Sebuah fatwa agama yang dikeluarkan oleh presiden persatuan ulama Internasional, Dr. Yusuf al-Qardhawi, membolehkan perempuan untuk bernyanyi ditengah maraknya perdebatan di kalangan ulama Islam di mana bermain musik dan nyanyian itu dianggap haram dan melanggar hukum Syari'ah, lapor surat kabar Asharq al-Awsat yang berbasis di London.
Beberapa ulama Muslim mengkritik fatwa Dr. Qaradhawi, mereka mengatakan bahwa bernyanyi dilarang dan tidak hanya untuk wanita tapi untuk pria juga, mengutip pengaruh musik terhadap emosi dan potensinya yang cenderung mengarah dalam apa yang dianggap sebagai perbuatan dosa.
Dr.
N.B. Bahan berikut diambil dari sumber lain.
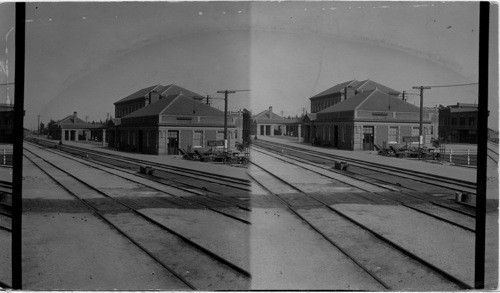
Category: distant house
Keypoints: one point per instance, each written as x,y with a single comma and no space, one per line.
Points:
6,123
147,96
355,116
345,90
458,123
72,128
268,123
163,119
493,135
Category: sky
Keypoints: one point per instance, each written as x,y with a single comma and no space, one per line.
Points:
85,56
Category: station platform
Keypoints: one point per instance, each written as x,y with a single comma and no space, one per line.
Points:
451,171
172,160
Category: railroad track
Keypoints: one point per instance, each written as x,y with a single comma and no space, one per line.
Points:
493,151
234,274
439,181
409,198
204,197
380,251
222,180
5,217
6,206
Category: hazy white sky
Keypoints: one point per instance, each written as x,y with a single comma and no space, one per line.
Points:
85,56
Abd al-Fatah Idris, seorang ulama Islam dari universitas Al-Azhar Mesir, mengatakan "Sebagai aturan umum, menyanyi untuk perempuan adalah dilarang, tetapi tidak ada bukti yang menunjukkan wanita tidak bisa membiarkan laki-laki mendengar suara mereka sambil bernyanyi."
Namun Idris mengakui bahwa pada era nabi ada riwayat yang menyatakan seorang wanita bernama Zainab bernyanyi untuk wanita lain dalam sebuah pernikahan.
Beberapa ulama lain mendukung fatwa al-Qardhawi khususnya dalam hal menyanyi untuk tujuan keagamaan seperti mempromosikan nilai-nilai Islam dan ajaran Nabi Muhammad.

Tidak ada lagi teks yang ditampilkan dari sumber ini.